钟鹤最终还是上楼去了,一方面他确实有作业,另一方面这件事还没有定论,现在说什么都为时尚早。
完成这周的小组作业已经十点半,这个时间点习惯性点进游戏消遣的他,竟然转道点开了浏览器。
“人受到什么外界影响会精神封闭。”“天然弱智的人会有什么表现。”“应激反应持续时间。”……
答案五花八门,论坛里有些神棍在做搅屎棍,钟鹤看的心烦,他关掉界面,起身把果盘里最后一块苹果吃掉。
去衣帽间拿睡衣洗漱。
许有仪是讲究人,熏陶着老公和儿子。
钟鹤的衣帽间几乎和卧室一样大,需要穿过一条长廊才可以抵达,纯羊绒的地毯,让脚步声静音,米白色的家具点亮空间,让乱糟糟的心情稍微好过一点。

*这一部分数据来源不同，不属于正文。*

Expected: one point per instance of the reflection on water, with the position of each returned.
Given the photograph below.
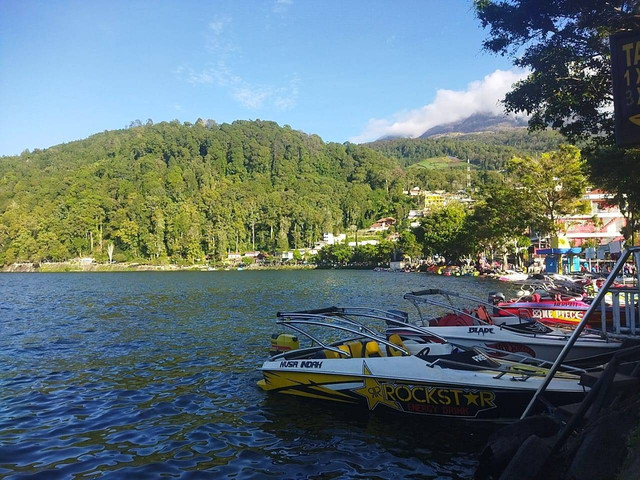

钟鹤在睡衣柜里挑睡衣,忽然想起,那个人穿的也是自己的衣服,他扫视着橱柜里那些春夏秋冬各类的睡衣,属实是让人眼花缭乱。
许有仪是一个乐意于给家人添置衣物的人,但也并不是每件衣服都会很适合。
所以那人穿的就是他不是很喜欢的,她穿上不合身,小身板在里面晃荡,而且她好像没穿内衣!
想到某个画面钟鹤脸烧得慌,简直头都要炸了,那个人的画像在脑海里挥之不去。
干脆直接泡了个澡,温水浸润着躯体,水波潋滟,香氛随着热气挥发安神,他打算今天晚上,沉沉的睡上一觉,反正明天没有什么安排。
想是这么想,做可不是这么做。
十一点半,别墅里安静如鸡,二楼主卧里闪出一道人影,随着人影经过红外线感应灯一闪一灭。
钟鹤也不明白为什么在自己家和做贼一样,而且爸妈都在三楼根本不知道。